First Niagara's profits swelled to $22.1 million, or 19 cents per share, from $11.9 million, or 15 cents per share, a year ago as the company completed its first quarter since its $580 million acquisition of Hudson River Bancorp.

The earnings matched the expectations of Wall Street analysts, and the company repeated its earlier forecast that its profits for the full year would grow to 82 cents per share, including merger-related expenses, and between 83 to 84 cents per share, excluding those costs.

"We are off to a very good start to 2005," said Paul Kolkmeyer, First Niagara's president and chief executive officer.
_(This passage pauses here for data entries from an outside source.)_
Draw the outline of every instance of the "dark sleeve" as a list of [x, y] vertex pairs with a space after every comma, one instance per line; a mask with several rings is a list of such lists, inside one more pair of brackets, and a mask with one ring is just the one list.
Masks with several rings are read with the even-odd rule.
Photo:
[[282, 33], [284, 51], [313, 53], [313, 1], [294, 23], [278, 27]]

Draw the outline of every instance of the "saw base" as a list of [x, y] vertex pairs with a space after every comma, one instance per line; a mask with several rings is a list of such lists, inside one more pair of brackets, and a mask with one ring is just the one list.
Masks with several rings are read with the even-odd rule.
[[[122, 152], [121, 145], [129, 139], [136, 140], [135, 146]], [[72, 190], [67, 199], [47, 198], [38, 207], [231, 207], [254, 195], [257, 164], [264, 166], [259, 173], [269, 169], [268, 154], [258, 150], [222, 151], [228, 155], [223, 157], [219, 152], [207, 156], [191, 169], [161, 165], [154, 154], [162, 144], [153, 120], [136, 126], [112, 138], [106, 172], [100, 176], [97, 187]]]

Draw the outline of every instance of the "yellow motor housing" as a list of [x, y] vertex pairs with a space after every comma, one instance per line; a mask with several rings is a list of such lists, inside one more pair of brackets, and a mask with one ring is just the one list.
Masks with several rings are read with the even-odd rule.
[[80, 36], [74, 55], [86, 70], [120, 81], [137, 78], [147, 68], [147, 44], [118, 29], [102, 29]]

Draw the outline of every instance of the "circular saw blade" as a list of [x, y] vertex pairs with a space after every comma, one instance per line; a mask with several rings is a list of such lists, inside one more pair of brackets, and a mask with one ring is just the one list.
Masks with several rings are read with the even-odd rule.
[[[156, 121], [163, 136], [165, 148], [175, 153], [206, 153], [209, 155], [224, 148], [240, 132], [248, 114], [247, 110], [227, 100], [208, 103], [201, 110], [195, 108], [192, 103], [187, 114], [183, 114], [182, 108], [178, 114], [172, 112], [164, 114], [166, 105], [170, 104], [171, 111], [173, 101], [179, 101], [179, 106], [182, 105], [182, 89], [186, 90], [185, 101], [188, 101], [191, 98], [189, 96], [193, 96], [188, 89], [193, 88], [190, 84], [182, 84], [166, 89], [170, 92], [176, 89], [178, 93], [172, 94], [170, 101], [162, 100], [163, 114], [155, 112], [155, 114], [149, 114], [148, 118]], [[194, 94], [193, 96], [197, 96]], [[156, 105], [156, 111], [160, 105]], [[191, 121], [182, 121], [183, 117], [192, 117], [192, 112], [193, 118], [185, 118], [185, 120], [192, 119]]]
First Niagara executives said Friday they were especially pleased with the way Hudson River's operations have been melded into the First Niagara system. Expenses related to the merger, which reduced first-quarter profits by $2.3 million, or a penny per share, have been slightly lower than company officials expected and are expected to be minimal during the remainder of the year.

"We think the synergies are starting to be realized nicely," said John Koelmel, First Niagara's executive vice president and chief financial officer, during a conference call with investors and analysts.

"It looks like a pretty good quarter," said Kevin Timmons, an analyst at C.L. King & Associates in Albany. First Niagara shares, which are down 7 percent for the year, rose 19 cents to $13.

With its Hudson River acquisition complete, First Niagara now is focusing on ways to bolster its profits, including building deeper relationships with its customers, expanding its commercial lending business, opening new branches and making strategic purchases of financial services firms, such as insurance agencies.

First Niagara also used some of its excess capital to buy back 1.8 million shares of its own stock during the quarter.

"We're not out actively looking to do a whole bank acquisition," Kolkmeyer said. "We're continuing to look for financial services acquisitions, particularly insurance agencies."

The company also plans to open "a dozen or more" branches during the next 15 months to 18 months, Koelmel said. First Niagara has signed leases for seven new branches in the Buffalo and Rochester areas this year and could add one more, with three of the new offices in Rochester and five in the Buffalo market.

First Niagara's net interest margin -- the gap between the interest the thrift pays on deposits and takes in on loans -- widened to 3.76 percent during the quarter from 3.69 percent in the fourth quarter, although Kolkmeyer warned that he expects it to narrow in coming quarters as the competition for deposits inches rates higher and the yield curve flattens.

Non-interest income grew by 36 percent because of the acquisition of Hudson River and an insurance agency. Excluding Hudson River, the thrift added $42 million in new loans, with commercial real estate and business lending growing at a 10 percent rate.